Quando ocorreu a transição da profissão de escritores para criadores de conteúdo? Será que, por eu ter iniciado a carreira há pouco menos de cinco anos, romantizo como era a profissão no passado? Na busca desenfreada para recuperar o tempo perdido, estudei intensivamente o mercado do livro, o qual não entendia nada sobre coisa alguma. Comecei do zero, com a ingênua ideia de que ser autor significava isolar-se temporariamente do mundo, lançar uma obra e, uma vez publicada, bastava contar com a ajuda dos amigos e familiares para disseminar a novidade.
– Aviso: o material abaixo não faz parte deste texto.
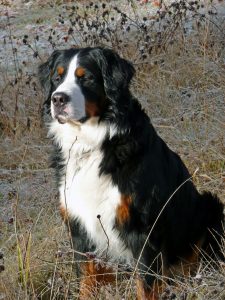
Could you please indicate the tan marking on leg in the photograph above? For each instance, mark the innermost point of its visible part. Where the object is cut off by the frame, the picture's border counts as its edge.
(95, 276)
(123, 210)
Descobri a trancos e barrancos que a realidade é bem mais complexa.

Sou uma autora independente, e talvez as inúmeras dificuldades enfrentadas tenham contribuído para o meu aprendizado. Poderia detalhar tudo o que fiz de errado, o que precisei refazer, as enrascadas, os conselhos ruins aos quais dei ouvidos, porém, focarei naquilo que mais me atormenta até hoje: a escravização das redes sociais.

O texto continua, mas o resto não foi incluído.